Iterative Solvers 1 - Krylov subspaces, Arnoldi Iteration and the Full Orthogonalisation Method#

In this session we want to introduce the most import class of iterative solvers, namely Krylov subspace methods for the solution of the linear system of equations

\[ Ax = b. \]

with \(A\) a real or complex \(n\times n\) matrix. Here, we will assume for simplicity that \(A\in\mathbb{R}^{n\times n}\). But all algorithms discussed here can also be extended to the complex case.

The basic assumption is that we are only allowed to perform matrix-vector products with \(A\), nothing more. It is remarkable that this operation is enough to develop algorithms that for many classes of problems give us fast converging algorithms to the solution of the above linear system of equations.

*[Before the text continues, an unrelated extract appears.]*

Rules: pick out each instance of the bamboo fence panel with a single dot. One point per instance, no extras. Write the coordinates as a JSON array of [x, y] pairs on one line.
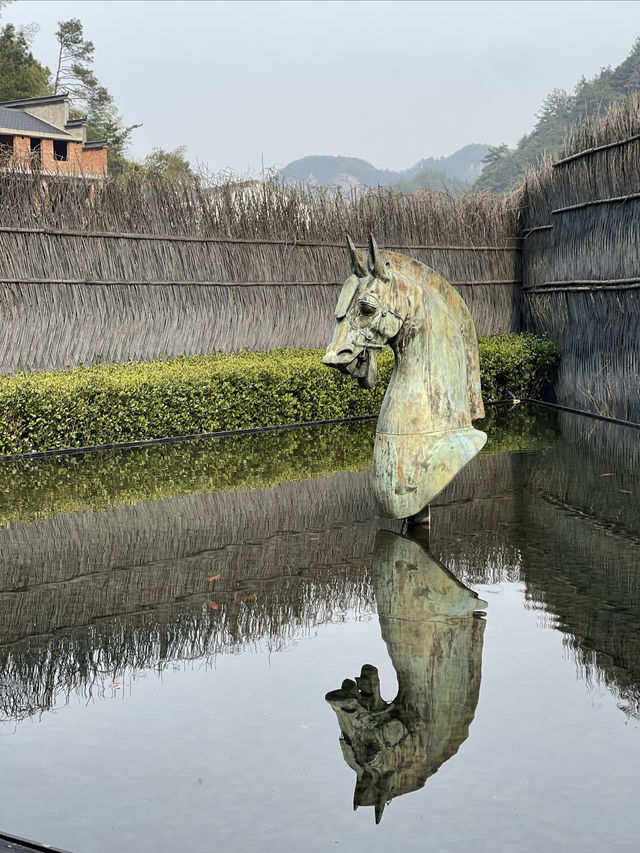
[[121, 270], [581, 262]]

Krylov subspaces and the Arnoldi iteration#

We want to approximate the solution to the linear system \(Ax=b\) by only being allowed to do matrix-vector products with \(A\). The idea is that we use the matrix-vector products to build up a subspace of \(\mathbb{R}^n\).

Definition (Krylov Subspace)

The Krylov subspace \(\mathcal{K}_m(A, b)\) is defined by

\[ \mathcal{K}_m(A, b) := \text{span}\{b, Ab, A^2b, \dots, A^{m-1}b\}. \]

This subspace collects all the vectors that we can form by combining powers of \(A\) times b. Let us try out this subspace numerically.

import numpy as np

def compute_krylov_basis(A, b, m):
    """Generates a numerical basis for the m-dimensional Krylov subspace."""
    n = A.shape[0]
    
    result = np.empty((n, m), dtype=np.float64)
    
    result[:, 0] = b
    
    for index in range(1, m):
        result[:, index] = A @ result[:, index - 1]
        
    return result

An important measure of the usefulness of a basis is its conditioning. It measures how linearly independent vectors are. A condition number close to \(1\) means that the basis is well behaved. A condition number close to \(10^{16}\) means that the basis is numerically singular (this is related to the fact that standard double precision has around 16 digits of accuracy).

Let us measure the condition number of the Krylov subspace basis as \(m\) increases.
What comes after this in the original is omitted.